[Emre Kongar’ın Cumhuriyet’te yayınlanan, TÜSAK gündemi hakkında Rengim Gökmen’in uyarılarına dikkat çektiği köşe yazısını paylaşıyoruz.] Rengim Gökmen şu anda Opera ve Bale Genel Müdürü de olan ünlü orkestra şefimizdir.
Hayatımda tanıdığım, en efendi, en terbiyeli, en nazik, en insansever kişilerin başında gelir…
Üstün sanat yeteneğini, gerçekten başarılı bir bürokrasi yönetimine aktarabilmiş, Türkiye’de, tiyatro, opera, bale ve senfonik müzik alanlarında devrimsel değişikliklerin altına imza atmış ender kişilerden biridir.
***
2 Haziran Pazartesi gecesi 5. İstanbul Opera Festivali’nin tanıtım yemeğinde, Kültür Bakanlığı’nın yeni sanat kurumları tasarısı TÜSAK hakkındaki görüşlerini dinleme fırsatı buldum ve bir kez daha hayran oldum:
Eleştiriler, uyarılar, ancak bu kadar yapıcı, bu kadar bilimsel, bu kadar efendice ve bu kadar net olarak ortaya konabilirdi.
***
5. İstanbul Opera Festivali’nin sanat yönetmeni, aynen Gökmen gibi, sanatsal başarısını yönetime de aktarabilmiş olan bir başka övünç kaynağımız Yekta Kara…
Bu ikilinin Türkiye’de sanata yaptığı büyük hizmetler tarihe geçmiştir, asla unutulmayacaktır.
Festivalin beşinci kez sponsorluğunu yüklenen Denizbank’ın genel müdürü Hakan Ateş ise bir başka fenomen:
Uluslararası camianın hayranlıkla izlediği bankacılıktaki başarılarını, kültür ve sanat alanlarına da aynı etkinlikle taşıyan, gerçek bir “mesen”!
***
TÜSAK konusuna ilerde yeniden döneceğim; şimdilik sadece Rengim Gökmen’in uyarılarını özet olarak kaydetmekle yetiniyorum:
Üç maddede toplanan eleştiriler her ortamda, her platformda resmen dile getirilmiştir; bütün camia mensupları küçük ayrıntılar dışında bunlar üzerinde hemfikirdir.
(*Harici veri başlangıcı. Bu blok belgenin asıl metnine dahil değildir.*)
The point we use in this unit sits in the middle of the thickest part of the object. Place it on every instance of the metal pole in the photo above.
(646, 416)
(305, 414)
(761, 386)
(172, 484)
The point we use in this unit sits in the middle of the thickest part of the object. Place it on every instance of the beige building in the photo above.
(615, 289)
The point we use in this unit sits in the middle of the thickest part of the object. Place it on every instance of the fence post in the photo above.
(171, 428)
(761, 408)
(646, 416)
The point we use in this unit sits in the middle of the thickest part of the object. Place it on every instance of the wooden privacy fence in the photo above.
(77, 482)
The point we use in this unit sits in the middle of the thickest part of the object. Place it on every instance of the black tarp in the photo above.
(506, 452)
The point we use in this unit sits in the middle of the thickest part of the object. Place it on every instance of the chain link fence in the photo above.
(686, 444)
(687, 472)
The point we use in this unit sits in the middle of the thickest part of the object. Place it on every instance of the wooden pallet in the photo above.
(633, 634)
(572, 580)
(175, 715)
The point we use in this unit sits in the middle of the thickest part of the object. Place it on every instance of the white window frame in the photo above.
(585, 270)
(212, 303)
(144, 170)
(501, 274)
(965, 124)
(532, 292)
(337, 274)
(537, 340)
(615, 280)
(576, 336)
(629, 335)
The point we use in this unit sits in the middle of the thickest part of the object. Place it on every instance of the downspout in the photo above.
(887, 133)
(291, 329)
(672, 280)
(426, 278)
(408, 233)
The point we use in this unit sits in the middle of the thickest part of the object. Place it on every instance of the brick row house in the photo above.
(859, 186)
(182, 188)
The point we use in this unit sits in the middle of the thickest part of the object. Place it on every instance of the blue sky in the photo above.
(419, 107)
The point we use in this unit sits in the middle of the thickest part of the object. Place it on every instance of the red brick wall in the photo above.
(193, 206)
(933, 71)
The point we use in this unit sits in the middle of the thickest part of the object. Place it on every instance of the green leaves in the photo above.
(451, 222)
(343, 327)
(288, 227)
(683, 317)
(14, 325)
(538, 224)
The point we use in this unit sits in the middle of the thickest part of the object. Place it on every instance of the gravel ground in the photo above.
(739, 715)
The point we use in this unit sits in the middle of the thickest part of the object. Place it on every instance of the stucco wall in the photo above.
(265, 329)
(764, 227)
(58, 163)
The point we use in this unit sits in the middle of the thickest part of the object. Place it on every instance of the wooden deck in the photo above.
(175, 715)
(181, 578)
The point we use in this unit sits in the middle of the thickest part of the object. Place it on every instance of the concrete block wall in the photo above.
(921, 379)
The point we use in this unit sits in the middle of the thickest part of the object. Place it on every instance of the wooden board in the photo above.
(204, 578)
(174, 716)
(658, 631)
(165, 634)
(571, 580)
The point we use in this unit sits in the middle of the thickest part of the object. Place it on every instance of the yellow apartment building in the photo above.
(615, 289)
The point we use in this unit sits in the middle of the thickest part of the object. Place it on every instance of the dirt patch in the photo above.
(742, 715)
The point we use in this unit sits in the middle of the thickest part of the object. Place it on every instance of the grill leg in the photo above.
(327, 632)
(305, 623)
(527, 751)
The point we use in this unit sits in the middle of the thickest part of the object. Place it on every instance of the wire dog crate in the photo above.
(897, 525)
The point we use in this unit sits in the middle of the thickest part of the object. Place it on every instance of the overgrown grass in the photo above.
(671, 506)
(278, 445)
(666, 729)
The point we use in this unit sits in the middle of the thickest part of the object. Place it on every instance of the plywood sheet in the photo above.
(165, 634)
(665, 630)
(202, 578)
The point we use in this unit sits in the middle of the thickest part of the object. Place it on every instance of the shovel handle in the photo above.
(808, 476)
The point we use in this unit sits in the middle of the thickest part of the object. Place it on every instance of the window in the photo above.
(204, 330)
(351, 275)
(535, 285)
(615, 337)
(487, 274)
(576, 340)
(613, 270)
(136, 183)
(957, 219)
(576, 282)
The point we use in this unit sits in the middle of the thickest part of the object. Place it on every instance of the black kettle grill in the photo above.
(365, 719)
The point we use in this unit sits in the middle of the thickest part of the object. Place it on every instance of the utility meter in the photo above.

1) Sanatta taşeronlaşma, son günlerde başka bir alanda güvenlik açığı olarak ortaya çıkan zaafı, sanat alanına, kaliteden fedakârlık olarak taşıyacaktır.
2) Taşeronlaşma, bir insan hakkı olarak gördüğümüz, herkesin sanata erişim hakkını, özellikle sanat etkinliklerini 3-5 lira gibi fiyatlarla izleyen Anadolu’daki kentlerimiz ve kasabalarımız açısından zedeleyecektir; ticarileşme, sanat etkinliklerinin İstanbul ve Ankara gibi büyük kentlerimizde merkezileşmesine yol açacaktır.
3) Taşeronlaşma, sanatın akademik eğitimini ve profesyonel olarak yetişmiş sanatçılar tarafından icrasını da zedeleyecek, sanatın bir meslek olarak algılanmasını ve uygulanmasını engelleyecektir.
***
Konu, günün siyasal itiş kakışları arasında gözden kaçabilir…
Oysa geleceğimizi kültürel açıdan olumsuz etkileyecek çok çok önemli bir yanlış yapılmaktadır!